Kalki, the final incarnation of Vishnu offers one such eschatological vision in Hinduism. Kalki, like Jesus comes on a white horse with a sword (in his hand not like Christianity in his mouth). This metahistorical narrative takes place after the Kali Yuga, or this present age, in which death and destruction are the rule and not the exception. The golden age, or more accurately Satya Yuga, comes as a time in which peace will rule and all violence will cease. Like our Jewish friends who believe in the reestablishment of the temple, so our Indian friends taking from their own practices envision the end as one in which meditation is supremely important and as an inevitable establishment as something universal.

Consider the following sutta:

"Lord Kalki, the Lord of the universe, riding His swift horse Devadatta and, sword in hand, will travel over the earth exhibiting His eight mystic powers and eight special qualities of Godhead.
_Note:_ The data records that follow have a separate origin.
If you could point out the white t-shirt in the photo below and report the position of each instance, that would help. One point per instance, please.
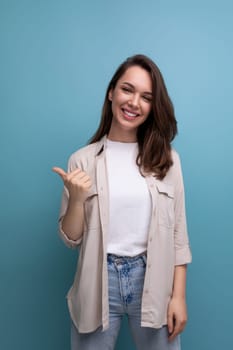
(129, 201)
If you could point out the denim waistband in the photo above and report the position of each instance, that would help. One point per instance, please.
(112, 258)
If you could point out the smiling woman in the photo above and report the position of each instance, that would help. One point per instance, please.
(123, 207)
(131, 103)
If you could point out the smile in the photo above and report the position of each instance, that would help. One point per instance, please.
(129, 115)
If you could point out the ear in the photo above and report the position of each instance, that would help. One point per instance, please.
(110, 95)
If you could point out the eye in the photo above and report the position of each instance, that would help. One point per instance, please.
(126, 89)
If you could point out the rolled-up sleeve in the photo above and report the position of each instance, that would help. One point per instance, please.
(182, 247)
(72, 164)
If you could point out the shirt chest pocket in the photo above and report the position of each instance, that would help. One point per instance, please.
(165, 205)
(91, 210)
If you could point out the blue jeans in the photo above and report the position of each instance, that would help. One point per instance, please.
(126, 279)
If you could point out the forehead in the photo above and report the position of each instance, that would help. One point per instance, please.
(138, 77)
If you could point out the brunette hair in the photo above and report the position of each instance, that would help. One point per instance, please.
(154, 136)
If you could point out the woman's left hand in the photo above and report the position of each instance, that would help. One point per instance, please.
(176, 316)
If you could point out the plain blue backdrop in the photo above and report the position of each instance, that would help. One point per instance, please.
(55, 63)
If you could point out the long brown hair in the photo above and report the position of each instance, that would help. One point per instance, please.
(154, 136)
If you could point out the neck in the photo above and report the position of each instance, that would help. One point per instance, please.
(122, 135)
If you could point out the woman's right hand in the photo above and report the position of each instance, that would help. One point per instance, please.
(77, 182)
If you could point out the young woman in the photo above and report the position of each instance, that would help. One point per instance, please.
(123, 206)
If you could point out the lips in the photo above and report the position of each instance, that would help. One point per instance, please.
(129, 114)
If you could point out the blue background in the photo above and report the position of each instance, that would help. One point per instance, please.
(55, 63)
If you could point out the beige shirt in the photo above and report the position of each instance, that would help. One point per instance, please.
(167, 246)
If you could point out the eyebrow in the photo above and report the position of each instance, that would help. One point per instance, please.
(133, 87)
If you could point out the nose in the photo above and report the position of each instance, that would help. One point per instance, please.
(134, 101)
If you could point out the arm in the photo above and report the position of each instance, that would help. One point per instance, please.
(77, 183)
(177, 311)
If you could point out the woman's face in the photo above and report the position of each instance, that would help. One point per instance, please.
(131, 103)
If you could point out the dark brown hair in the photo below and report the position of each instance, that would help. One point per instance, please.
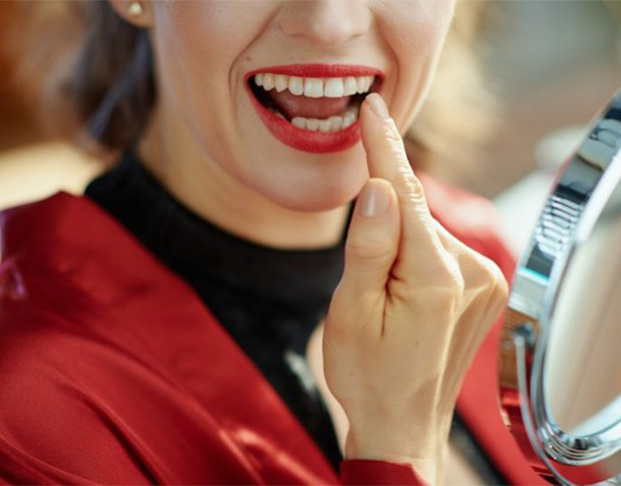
(108, 88)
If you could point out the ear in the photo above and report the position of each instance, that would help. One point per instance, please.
(136, 12)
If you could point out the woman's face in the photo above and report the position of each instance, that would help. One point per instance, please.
(206, 50)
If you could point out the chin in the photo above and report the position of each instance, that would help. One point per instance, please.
(315, 197)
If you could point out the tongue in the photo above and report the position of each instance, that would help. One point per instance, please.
(293, 105)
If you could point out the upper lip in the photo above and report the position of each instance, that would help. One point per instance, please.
(319, 70)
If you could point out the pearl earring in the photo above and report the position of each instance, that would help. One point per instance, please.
(135, 9)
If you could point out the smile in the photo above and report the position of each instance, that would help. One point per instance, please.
(312, 107)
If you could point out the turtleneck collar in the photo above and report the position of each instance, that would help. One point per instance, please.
(201, 251)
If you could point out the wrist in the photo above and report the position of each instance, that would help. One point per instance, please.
(422, 447)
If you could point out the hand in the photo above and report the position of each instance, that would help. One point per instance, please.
(408, 315)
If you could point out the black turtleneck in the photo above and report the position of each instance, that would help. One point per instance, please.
(269, 300)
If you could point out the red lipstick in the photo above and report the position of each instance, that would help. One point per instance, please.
(307, 140)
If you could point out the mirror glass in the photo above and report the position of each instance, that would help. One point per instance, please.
(582, 373)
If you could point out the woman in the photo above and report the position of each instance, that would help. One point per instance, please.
(161, 328)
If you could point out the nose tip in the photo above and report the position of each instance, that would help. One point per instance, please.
(325, 22)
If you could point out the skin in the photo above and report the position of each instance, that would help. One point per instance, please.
(408, 284)
(262, 189)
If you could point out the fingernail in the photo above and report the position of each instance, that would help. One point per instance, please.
(375, 201)
(378, 106)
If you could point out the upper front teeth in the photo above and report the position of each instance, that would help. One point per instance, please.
(315, 87)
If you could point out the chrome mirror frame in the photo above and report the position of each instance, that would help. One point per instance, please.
(580, 192)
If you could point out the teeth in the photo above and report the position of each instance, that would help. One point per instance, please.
(315, 87)
(334, 88)
(296, 85)
(281, 82)
(332, 124)
(268, 81)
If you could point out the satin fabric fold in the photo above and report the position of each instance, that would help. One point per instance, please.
(113, 371)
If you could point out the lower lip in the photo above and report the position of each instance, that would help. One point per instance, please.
(305, 140)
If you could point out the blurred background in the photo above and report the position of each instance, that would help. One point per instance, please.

Displaying His unequalled effulgence and riding with great speed, He will kill by the millions those thieves and rogues who have dared dress as kings."

Islam

Mahdi, in Islam, comes only from the extra-canonical hadiths, where he is said to assist Jesus in his parousia (second coming). In numerous views that accept the Madhi, he brings in an Islamic age of law and various practices intrinsic to Islamic ritual. Like Christianity, Judaism, Hinduism, and even Buddhism, it comes as the ultimate vengeance against a religious world that is divided. Umma Salam, a wife of Muhammad, was said to have stated that the Madhi will wipe out all superstitions save Islam. Unbelievers will come to believe and follow Sharia Law.
Some Final Thoughts

In ages where such religions have been marginalized in their earthly forms, their eternal forms no doubt offer a kind of reprisal in which not only they but all people take over the characteristics of their religions. In effect, it is a type of victory narrative.
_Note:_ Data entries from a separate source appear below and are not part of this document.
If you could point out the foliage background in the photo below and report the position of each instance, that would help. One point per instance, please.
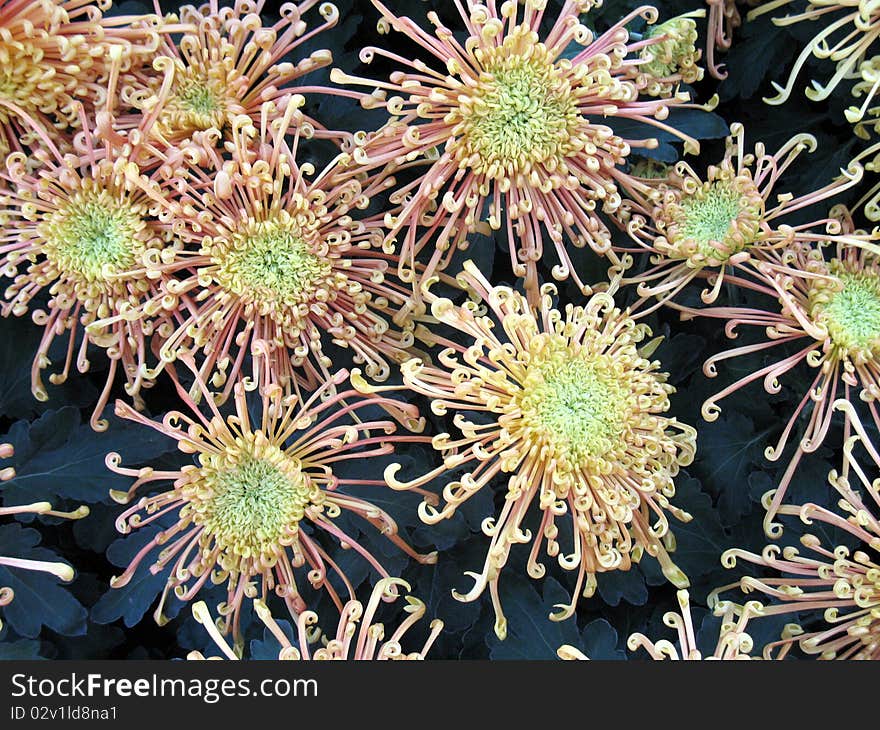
(58, 457)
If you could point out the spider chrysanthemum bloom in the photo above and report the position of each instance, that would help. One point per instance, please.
(573, 411)
(672, 58)
(718, 225)
(77, 231)
(505, 130)
(227, 63)
(733, 641)
(278, 265)
(359, 637)
(847, 30)
(837, 587)
(825, 301)
(235, 514)
(52, 53)
(60, 570)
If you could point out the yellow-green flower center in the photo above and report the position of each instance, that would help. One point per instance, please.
(852, 312)
(270, 263)
(709, 215)
(575, 404)
(714, 222)
(521, 113)
(93, 237)
(251, 503)
(676, 53)
(205, 108)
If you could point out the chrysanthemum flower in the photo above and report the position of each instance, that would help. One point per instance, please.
(733, 641)
(827, 303)
(277, 265)
(239, 508)
(847, 31)
(717, 225)
(358, 637)
(671, 59)
(227, 63)
(75, 228)
(572, 410)
(52, 53)
(839, 584)
(60, 570)
(507, 129)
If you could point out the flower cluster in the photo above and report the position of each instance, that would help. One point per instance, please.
(574, 415)
(504, 129)
(180, 214)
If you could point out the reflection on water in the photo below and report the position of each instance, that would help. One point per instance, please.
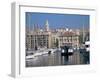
(56, 59)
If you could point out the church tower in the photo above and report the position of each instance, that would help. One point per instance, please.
(47, 26)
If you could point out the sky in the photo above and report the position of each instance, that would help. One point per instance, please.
(73, 21)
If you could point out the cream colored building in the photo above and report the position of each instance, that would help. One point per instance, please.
(38, 38)
(46, 38)
(69, 39)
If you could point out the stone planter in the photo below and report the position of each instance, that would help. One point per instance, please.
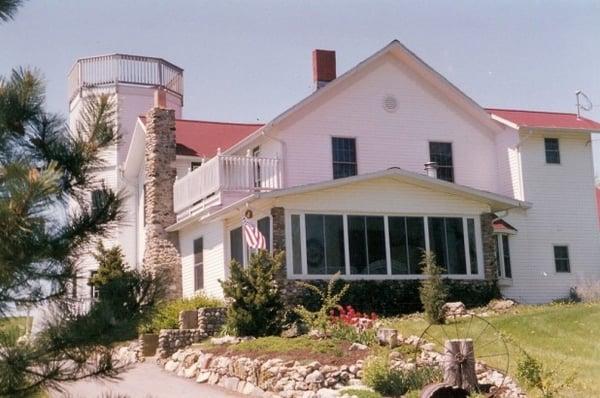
(149, 344)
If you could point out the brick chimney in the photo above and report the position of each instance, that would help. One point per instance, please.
(323, 67)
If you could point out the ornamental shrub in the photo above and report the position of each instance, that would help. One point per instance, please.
(397, 297)
(378, 375)
(166, 314)
(432, 291)
(256, 307)
(329, 303)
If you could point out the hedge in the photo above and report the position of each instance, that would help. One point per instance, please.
(397, 297)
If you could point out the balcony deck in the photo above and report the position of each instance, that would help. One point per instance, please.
(204, 187)
(106, 70)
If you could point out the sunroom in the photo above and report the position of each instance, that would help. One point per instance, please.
(373, 226)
In all of these eschatologies, they immediately follow our age, which makes it all the more imperative that we as the generation that is going to bring all this upon us act soberly and responsibly. Of course in religions where there are no channels or cycles of rebirth, it makes sense to think that from the Axial Age onward (900 – 500 BCE) when the knowledge of religion increases and ever sophisticates, humankind represents the zenith of its own longings.
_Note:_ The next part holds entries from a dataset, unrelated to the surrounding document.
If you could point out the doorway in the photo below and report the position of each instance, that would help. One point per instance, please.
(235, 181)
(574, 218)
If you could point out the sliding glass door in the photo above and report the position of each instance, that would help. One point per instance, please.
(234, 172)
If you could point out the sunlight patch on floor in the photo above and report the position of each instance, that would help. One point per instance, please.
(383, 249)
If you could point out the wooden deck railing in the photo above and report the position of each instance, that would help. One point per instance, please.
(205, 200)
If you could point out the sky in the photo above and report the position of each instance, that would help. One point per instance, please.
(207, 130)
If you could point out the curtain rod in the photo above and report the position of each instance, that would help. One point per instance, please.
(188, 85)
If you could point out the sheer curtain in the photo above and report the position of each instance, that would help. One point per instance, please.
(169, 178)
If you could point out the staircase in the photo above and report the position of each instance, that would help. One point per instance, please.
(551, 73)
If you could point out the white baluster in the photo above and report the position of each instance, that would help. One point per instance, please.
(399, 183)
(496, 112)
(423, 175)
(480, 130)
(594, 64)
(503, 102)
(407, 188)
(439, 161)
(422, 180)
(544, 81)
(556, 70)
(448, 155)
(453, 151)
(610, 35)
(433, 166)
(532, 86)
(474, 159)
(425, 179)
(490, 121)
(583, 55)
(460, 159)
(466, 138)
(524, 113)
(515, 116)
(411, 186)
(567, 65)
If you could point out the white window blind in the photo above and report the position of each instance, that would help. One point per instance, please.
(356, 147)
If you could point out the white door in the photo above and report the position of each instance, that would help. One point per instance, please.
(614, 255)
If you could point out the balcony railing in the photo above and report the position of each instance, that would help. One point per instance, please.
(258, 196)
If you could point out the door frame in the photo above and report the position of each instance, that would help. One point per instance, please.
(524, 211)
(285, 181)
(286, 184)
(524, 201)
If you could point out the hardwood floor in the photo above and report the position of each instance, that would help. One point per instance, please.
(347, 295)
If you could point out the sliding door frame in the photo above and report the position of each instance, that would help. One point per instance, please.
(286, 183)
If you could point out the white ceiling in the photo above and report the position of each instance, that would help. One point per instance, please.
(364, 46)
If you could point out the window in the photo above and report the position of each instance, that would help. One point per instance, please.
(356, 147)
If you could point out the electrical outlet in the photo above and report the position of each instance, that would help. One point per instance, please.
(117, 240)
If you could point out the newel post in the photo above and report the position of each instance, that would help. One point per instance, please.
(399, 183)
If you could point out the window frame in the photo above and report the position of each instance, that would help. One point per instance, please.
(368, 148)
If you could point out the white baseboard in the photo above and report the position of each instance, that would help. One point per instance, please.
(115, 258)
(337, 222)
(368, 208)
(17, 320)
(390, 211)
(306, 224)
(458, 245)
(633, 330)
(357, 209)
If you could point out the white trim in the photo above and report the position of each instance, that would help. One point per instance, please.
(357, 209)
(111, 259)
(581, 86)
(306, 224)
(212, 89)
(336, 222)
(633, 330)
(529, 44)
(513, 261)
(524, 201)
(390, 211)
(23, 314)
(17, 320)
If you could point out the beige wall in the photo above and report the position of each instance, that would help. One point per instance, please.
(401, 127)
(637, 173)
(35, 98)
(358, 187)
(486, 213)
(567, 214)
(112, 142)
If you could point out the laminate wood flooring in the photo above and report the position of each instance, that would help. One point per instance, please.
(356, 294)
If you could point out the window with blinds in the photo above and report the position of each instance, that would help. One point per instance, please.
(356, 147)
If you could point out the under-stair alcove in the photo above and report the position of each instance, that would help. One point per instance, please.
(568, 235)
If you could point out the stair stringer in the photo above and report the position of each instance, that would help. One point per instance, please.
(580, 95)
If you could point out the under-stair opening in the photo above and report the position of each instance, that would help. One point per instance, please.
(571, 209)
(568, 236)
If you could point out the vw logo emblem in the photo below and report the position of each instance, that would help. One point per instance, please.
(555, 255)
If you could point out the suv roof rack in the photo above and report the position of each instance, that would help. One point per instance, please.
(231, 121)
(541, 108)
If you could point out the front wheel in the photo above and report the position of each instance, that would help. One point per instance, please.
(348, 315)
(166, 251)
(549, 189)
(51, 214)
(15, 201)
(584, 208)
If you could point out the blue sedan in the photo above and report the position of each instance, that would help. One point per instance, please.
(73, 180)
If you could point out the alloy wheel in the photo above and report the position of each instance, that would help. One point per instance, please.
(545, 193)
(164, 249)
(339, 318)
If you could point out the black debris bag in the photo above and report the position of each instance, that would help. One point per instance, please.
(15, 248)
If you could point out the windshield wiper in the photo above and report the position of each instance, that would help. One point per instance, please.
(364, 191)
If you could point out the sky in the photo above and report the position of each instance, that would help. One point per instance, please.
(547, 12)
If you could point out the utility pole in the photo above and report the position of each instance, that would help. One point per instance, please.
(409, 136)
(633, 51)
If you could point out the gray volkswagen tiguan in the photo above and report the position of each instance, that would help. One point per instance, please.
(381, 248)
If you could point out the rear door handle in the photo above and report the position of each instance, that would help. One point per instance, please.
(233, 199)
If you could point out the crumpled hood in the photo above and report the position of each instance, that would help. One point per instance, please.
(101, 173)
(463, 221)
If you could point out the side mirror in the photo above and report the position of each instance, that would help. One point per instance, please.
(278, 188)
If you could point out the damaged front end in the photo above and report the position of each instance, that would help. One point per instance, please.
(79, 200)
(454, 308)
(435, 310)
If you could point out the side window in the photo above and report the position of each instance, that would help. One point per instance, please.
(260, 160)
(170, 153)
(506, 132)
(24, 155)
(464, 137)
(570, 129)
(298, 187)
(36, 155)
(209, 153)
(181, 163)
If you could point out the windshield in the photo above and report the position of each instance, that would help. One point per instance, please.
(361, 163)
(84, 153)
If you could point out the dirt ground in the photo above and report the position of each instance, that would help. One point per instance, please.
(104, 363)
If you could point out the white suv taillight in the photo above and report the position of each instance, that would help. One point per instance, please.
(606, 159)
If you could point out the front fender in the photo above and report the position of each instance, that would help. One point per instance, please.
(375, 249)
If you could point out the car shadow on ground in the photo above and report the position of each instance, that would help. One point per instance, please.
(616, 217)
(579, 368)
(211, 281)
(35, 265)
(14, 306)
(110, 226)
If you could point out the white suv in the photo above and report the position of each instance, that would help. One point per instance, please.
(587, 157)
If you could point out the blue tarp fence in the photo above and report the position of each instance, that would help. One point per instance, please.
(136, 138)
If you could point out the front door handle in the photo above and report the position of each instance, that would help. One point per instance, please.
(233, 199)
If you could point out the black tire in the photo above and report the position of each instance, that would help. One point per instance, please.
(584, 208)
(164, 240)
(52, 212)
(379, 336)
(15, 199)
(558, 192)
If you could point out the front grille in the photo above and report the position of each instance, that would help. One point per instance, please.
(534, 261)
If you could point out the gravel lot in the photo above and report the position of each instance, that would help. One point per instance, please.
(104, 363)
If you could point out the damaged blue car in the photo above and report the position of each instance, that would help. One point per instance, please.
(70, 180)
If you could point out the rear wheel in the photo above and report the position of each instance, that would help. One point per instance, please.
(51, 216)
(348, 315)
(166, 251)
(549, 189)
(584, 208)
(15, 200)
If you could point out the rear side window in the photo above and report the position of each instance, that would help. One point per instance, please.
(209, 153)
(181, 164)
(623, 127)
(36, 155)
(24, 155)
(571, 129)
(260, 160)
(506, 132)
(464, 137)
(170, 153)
Those like Rudyard Kipling who say that East and West are too far apart, forget that there were incursions, even in the Axial Age, where religions touched. For example, the kingdom of the Buddhist Gandhara was interdicted by Greek Hellenistic influences, typified in much of the architecture. It was during this time that glimpses of Maitreya could be seen most prominently often in some combination with Greek gods. Could this be because the Greeks, who followed Christ hundreds of years later, were interested connoisseurs of religion, as we see in the melding of the Logos of Stoicism with the Messiah of Judaism? All food for thought…
In the end (excuse the pun), there is much in common with the way religious peoples think about themselves and the end of the world. Many see a victory for their way of life, their ideology, etc.